A framework for program wide curriculum transformation

Authors

  • Angela Nicolettou
  • Andrea Chester
  • Spiros Soulis

DOI:

https://doi.org/10.14742/apubs.2017.781

Keywords:

curriculum transformation, data informed, design-led practice

Abstract

Designing and delivering higher education programs in a global climate of constant change, technological advances and uncertain futures leads to the need for curriculum transformation practices that are innovative and responsive. This paper describes a university-wide approach to developing a framework for program level transformation that is strengths-based, data-informed and design-led. A strengths based approach builds on good practice, creating a space that is positive and forward looking. Data informed practice and the inclusion of data wranglers on the project allowed for conversations about the known, unknowns and desirable directions to take place and inform directions. Design-led practices introduced design thinking principles such a building empathy and co-design with students, alumni and industry. The emergent framework has three key stages: vision, design and build. The vision stage focuses on the program team, its students, industry and desired direction for transformation. The design stage focuses on defining challenges, ideating, co-designing and creating a plan for development. The build stage uses a rapid prototyping and iterative approach to development that incorporates user testing early in the stage.
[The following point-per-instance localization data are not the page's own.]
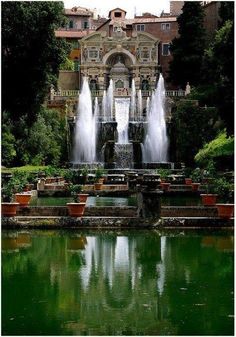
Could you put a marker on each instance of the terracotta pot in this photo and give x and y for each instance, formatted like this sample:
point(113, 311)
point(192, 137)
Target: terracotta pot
point(23, 199)
point(98, 186)
point(76, 209)
point(9, 208)
point(208, 199)
point(83, 197)
point(165, 186)
point(188, 181)
point(195, 186)
point(225, 211)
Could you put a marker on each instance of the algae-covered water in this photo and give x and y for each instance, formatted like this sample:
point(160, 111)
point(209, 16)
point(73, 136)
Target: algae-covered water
point(117, 283)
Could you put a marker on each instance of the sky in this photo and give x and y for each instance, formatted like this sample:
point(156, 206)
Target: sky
point(130, 6)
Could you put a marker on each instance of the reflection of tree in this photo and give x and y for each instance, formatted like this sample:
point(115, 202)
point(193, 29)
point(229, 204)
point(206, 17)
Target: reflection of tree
point(43, 288)
point(200, 279)
point(148, 254)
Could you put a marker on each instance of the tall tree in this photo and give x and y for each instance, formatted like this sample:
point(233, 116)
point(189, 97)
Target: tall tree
point(31, 54)
point(188, 49)
point(219, 66)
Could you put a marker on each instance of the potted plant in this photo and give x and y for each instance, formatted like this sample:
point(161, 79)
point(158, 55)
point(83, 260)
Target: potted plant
point(76, 209)
point(84, 175)
point(19, 180)
point(196, 177)
point(164, 175)
point(209, 198)
point(225, 192)
point(99, 178)
point(188, 180)
point(9, 208)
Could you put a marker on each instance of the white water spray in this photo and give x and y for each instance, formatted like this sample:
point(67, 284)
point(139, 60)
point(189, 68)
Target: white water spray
point(140, 106)
point(156, 141)
point(104, 105)
point(122, 119)
point(109, 101)
point(133, 101)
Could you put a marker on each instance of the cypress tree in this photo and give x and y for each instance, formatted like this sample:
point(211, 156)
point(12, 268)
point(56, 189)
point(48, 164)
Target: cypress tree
point(188, 49)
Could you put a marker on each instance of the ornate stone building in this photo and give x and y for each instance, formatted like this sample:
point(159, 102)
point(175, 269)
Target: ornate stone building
point(121, 58)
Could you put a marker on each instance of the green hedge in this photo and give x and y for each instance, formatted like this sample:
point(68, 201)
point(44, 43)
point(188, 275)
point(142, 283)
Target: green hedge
point(218, 147)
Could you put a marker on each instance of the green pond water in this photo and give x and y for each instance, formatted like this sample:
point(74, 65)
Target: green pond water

The project has delivered a framework for program level transformation and innovation and has shown that a strengths-based approach that is data informed and engages with students as codesigners has the capacity to unite teams, inform program visions and allow for innovative practices to emerge. Taking a learner experience approach to design also highlighted the value in engaging students and industry in curriculum design from the start of the process rather than simply as end users.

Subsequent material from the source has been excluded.